My favorite devo line that week was on Thursday, about the woman who anoints Jesus’ feet: “She doesn’t seek to control, but surrenders control to the one whose love will soon be poured out for her in a few days on the cross.” I don't even know what to say about it... It just resonated with me! I love the story of the woman who anoints Jesus' feet. I see so much of myself in her, and I see so much of myself that tries so hard to NOT be her. My church did a series of messages and one of them was on her story and the call to radical, uninhibited worship. Take 38 minutes and check it out at: http://www.rockharbor.org/media/message/mary-an-uncommon-devotion/

On the subject of strength and firmness, I got the chance to watch it unfold before my eyes as I reconnected with an old friend at church on Easter.
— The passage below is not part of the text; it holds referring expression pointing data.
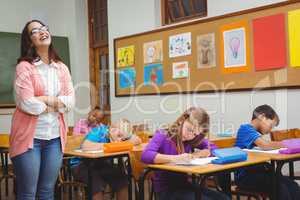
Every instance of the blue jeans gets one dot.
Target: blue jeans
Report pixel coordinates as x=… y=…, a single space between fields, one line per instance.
x=37 y=169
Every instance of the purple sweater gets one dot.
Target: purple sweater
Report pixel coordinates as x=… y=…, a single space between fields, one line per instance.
x=161 y=143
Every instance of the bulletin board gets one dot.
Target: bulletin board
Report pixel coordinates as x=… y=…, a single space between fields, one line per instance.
x=255 y=49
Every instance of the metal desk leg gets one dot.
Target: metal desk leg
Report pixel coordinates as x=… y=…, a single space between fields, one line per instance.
x=129 y=174
x=141 y=183
x=90 y=182
x=274 y=181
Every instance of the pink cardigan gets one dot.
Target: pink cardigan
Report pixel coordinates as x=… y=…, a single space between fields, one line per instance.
x=28 y=84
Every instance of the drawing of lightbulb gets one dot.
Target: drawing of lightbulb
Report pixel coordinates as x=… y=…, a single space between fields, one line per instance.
x=234 y=46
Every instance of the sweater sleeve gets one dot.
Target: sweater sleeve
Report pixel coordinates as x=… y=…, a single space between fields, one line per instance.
x=23 y=83
x=205 y=144
x=153 y=147
x=67 y=95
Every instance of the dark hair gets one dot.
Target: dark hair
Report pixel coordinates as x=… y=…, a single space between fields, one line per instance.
x=267 y=111
x=28 y=52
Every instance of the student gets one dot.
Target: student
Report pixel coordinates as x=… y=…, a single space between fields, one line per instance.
x=176 y=144
x=44 y=92
x=103 y=170
x=264 y=118
x=94 y=119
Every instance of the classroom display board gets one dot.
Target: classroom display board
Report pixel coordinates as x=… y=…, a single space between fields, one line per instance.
x=254 y=49
x=10 y=44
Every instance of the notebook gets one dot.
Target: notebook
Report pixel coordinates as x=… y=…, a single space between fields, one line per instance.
x=229 y=155
x=292 y=146
x=197 y=161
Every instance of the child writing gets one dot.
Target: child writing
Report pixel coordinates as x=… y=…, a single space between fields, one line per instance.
x=104 y=171
x=264 y=118
x=176 y=144
x=94 y=119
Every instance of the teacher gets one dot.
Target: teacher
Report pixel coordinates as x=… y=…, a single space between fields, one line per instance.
x=44 y=92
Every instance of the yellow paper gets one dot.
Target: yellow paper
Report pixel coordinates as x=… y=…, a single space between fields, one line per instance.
x=294 y=37
x=126 y=56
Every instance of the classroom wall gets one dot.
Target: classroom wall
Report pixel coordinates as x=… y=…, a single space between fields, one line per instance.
x=65 y=18
x=227 y=110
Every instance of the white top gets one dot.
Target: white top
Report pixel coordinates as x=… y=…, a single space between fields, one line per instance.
x=47 y=126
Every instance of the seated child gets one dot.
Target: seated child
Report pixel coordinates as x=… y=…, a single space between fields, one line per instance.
x=264 y=118
x=94 y=119
x=176 y=144
x=103 y=171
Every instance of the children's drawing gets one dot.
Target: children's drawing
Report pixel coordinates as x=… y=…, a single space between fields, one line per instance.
x=234 y=48
x=126 y=56
x=153 y=52
x=180 y=45
x=127 y=77
x=206 y=50
x=180 y=70
x=153 y=74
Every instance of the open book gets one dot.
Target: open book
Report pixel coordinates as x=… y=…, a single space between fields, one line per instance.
x=260 y=150
x=197 y=161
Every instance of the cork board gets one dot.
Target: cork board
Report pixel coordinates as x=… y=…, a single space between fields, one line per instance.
x=212 y=79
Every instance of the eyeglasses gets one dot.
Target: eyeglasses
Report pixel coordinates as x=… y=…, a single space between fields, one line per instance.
x=38 y=30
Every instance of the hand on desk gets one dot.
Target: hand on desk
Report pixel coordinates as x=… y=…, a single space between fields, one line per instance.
x=201 y=153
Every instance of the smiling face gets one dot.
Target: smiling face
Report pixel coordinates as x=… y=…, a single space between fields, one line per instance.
x=190 y=131
x=39 y=35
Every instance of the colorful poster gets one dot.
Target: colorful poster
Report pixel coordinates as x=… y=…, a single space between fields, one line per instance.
x=153 y=74
x=126 y=56
x=206 y=50
x=127 y=77
x=153 y=52
x=269 y=42
x=294 y=37
x=180 y=45
x=180 y=70
x=234 y=50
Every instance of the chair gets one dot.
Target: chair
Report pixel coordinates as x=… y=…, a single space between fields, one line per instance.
x=137 y=169
x=280 y=135
x=66 y=186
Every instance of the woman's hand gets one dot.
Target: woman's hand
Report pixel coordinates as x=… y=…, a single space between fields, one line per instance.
x=201 y=153
x=51 y=101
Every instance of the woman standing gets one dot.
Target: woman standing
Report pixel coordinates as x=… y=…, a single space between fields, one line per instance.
x=44 y=92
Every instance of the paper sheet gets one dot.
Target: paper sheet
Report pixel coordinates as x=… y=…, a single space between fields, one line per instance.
x=274 y=151
x=197 y=161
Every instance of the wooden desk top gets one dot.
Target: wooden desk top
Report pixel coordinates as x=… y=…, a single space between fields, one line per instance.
x=277 y=157
x=4 y=140
x=210 y=168
x=72 y=152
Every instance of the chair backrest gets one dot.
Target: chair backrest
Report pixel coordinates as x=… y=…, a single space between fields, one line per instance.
x=280 y=135
x=136 y=164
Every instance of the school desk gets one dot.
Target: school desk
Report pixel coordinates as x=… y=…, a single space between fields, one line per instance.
x=199 y=173
x=277 y=162
x=89 y=157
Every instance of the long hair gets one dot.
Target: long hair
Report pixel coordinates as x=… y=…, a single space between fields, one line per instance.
x=197 y=117
x=28 y=51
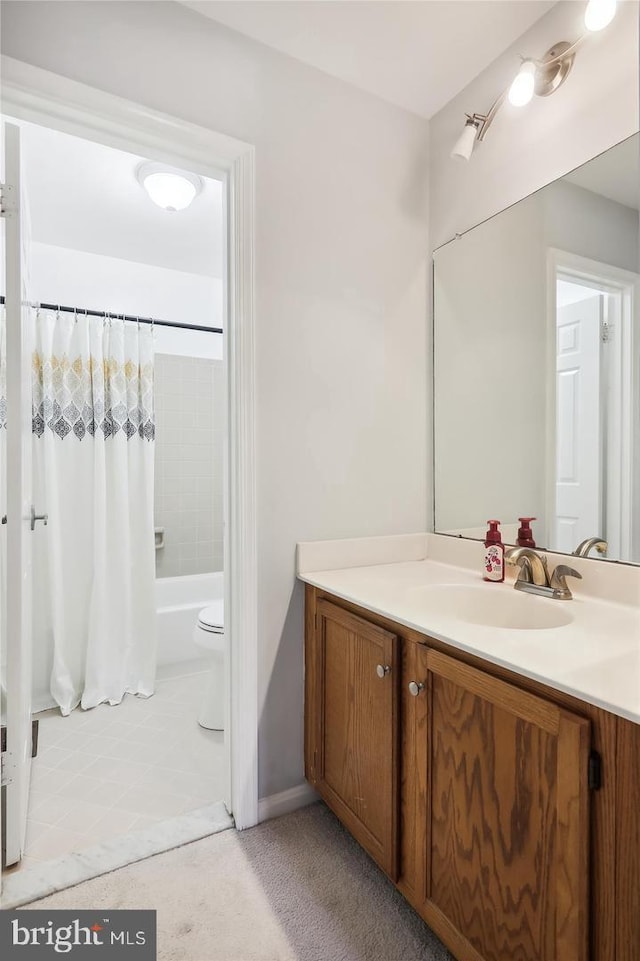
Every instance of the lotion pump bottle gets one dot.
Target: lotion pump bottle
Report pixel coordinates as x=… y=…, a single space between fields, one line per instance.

Essentially, my friend has come to the end of himself and realized that A) everything is meaningless, and that B) there has to be something more than what he's been living for. Unfortunately, A+B doesn't quite = C(hrist!) for him at this point. But literally, I sat there thinking, "if you are tired and disenchanted, you are in a very sacred place. Christ is pushing you to eat from the tree of life. He's leading you to the cross. He's building you up in love." I got the chance to express to him my own process of coming to realize that my relationship with Christ "is not cream puff ideas of how to have a better day but instead an intense love affair that demands [my] body, heart, mind, and strength." I don't know what the purpose of me running into him that morning was, but I have been praying that as he searches, he would find himself willing to eat from that tree of life. C'mon, [insert name]... put it together already: A+B=C!!

Luke 6:46-49

Ohhhh has today's verse open my eyes! This is exactly what I have constantly been struggling with. This verse shows how we should be as children of God and of course, we screw up; we're not perfect people, but we can strive to be like Him. Jesus is my Lord, my Savior, my life, but why do I always seem to fall back? I don't give God all my time or "dig" like I should. How am I supposed to be a light to this dark world when I'm not doing anything to shine that light? I need to dig deep because I know that God is up above already building the foundation. He has me in his arms just waiting for me to completely give myself to Him. This is very important to me because I know that there will be kids this summer who are struggling with the same thing as I am. I want to be there and be able to help these kids and let them know that they can get through it like I did. God is everything a person can hope, so I shouldn't take advantage.